Anemic bullpen did bear some fruit

CHICAGO -- A disappointing season can have some advantages too, even when it comes to the 2014 Chicago White Sox bullpen.

Considered one of the most disappointing parts of last season, when the White Sox went 73-89 and finished 17 games back in the division, the bullpen had the second worst ERA in the American League at 4.38 and its 21 blown saves were nine more than the Royals and Mariners, who tied for the lead in that category.

But with Nate Jones out for the season with a back and then elbow issue, and Matt Lindstrom unable to close for most of the year, other pitchers were asked to step up and fill the void. Sure, having so many relievers working outside of their typical roles is what led to the struggles, but two pitchers were still able to prove their value moving forward.

Both Jake Petricka and Zach Putnam performed well in a closer-by-committee situation and both will be highly regarded once spring training starts. Free-agent acquisition David Robertson will be the closer, of course, but Petricka and Putnam are solidly in the set-up man mix.

“They were forced to grow,” pitching coach Don Cooper said. “We didn’t know who was pitching the ninth, and then we have injuries to Lindstrom, to Jones. The good news is other guys get opportunities for that and both those guys, I think, handled their opportunities as well as we would have hoped to where now, hey, we can expect a little bit from them.”

Petricka impressed with a 2.96 ERA over 73 innings (67 appearances) and his 14 saves led the club. In that sense, as a rare positive performer from the bullpen it has been hard to hear all the bullpen criticism.

To his credit, though, Petricka isn’t asking those critics to lay off, the analysis of the bullpen’s performance has gotten him to look at himself.

“Yeah, (criticism hurts) a little bit, but at the same time we realized we could have improved,” Petricka said from SoxFest this weekend. “There was a lot that I could have done to make us better. That’s just every year where you have something to work on and you can’t turn away from what you have to work on.

There are the losses he took in six games, and even though he isn’t known as a strikeout pitcher, his 6.7 strikeout-per-nine-inning rate could use some improvement. Those areas, along with the chance to have a second consecutive positive season, have him yearning for spring training to arrive.

“Let’s back that up with another real good year and as far as I’m concerned as a coach, you’re ready to have the career you dreamed about,” Cooper said about both Petricka and Putnam. “Everybody dreams about playing in the big leagues and they got here and they’re doing it.

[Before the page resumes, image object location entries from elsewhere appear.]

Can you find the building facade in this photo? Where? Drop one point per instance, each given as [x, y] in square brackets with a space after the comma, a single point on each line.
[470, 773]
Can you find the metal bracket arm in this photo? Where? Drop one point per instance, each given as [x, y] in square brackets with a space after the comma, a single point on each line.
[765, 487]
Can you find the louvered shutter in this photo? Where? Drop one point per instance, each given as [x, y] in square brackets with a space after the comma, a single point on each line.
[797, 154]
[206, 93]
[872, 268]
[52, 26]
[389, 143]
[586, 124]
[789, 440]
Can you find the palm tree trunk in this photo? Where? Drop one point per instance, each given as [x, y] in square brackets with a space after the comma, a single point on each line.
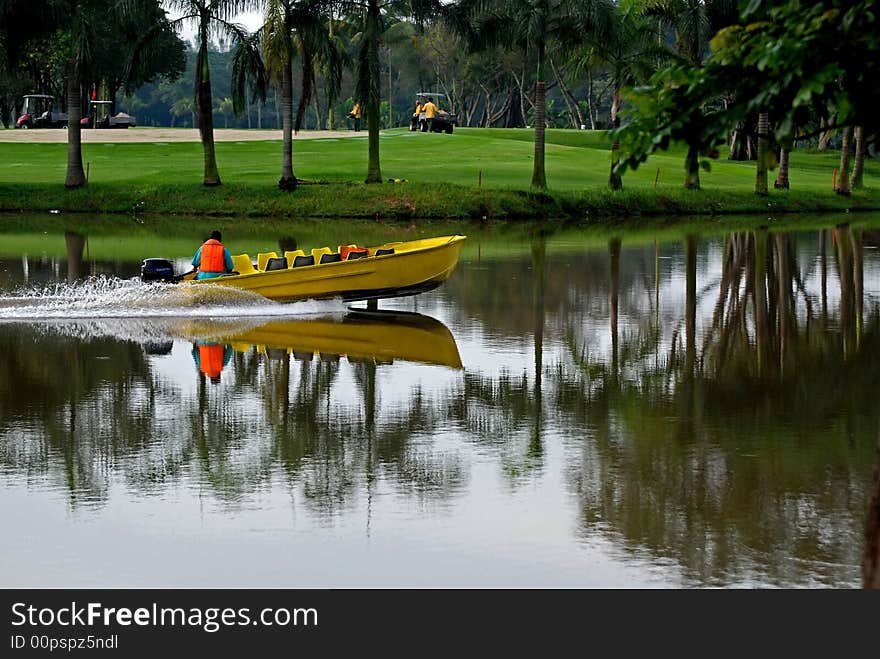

But their dream wasn’t to do it for a year and see you later. Their dream was to have long-term success. That’s my dream as well.”

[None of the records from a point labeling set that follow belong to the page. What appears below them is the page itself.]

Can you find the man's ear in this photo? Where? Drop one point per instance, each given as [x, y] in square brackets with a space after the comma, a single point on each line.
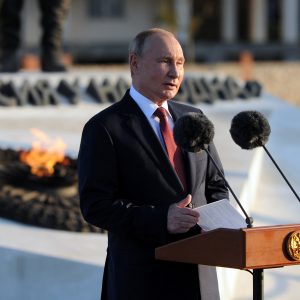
[133, 62]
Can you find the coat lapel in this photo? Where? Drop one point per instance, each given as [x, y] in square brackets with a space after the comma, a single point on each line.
[138, 124]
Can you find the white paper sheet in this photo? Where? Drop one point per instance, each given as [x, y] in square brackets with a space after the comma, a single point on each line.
[220, 214]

Selfishly, Petricka hopes to get more closing chances in 2015, but he isn’t complaining about the addition of closer David Robertson, not to mention new left-handers Dan Jennings and Zach Duke.

“Oh yeah, it’s always fun to compete for that kind of job, but a guy like (Robertson), you can’t go wrong,” Petricka said. “I’m just going to do the best I can in the role I am this year and just be ready. You never know what can happen, and sometimes those earlier innings are just as important.”

There is always the battle for the set-up role to look forward to, and with the season he produced in 2014 he has the confidence to make the job his.

“That was a very exciting time,” he said about pitching well in 2014. “You never want the injuries (of teammates), but they’re going to happen whatever team you’re on so you just have to take the opportunity to make the most of it and I feel I did a good job of that. It was just a big confidence-building year. No matter what role I went out there, I held my own and coming into this year knowing my role will be important, it will help a lot.”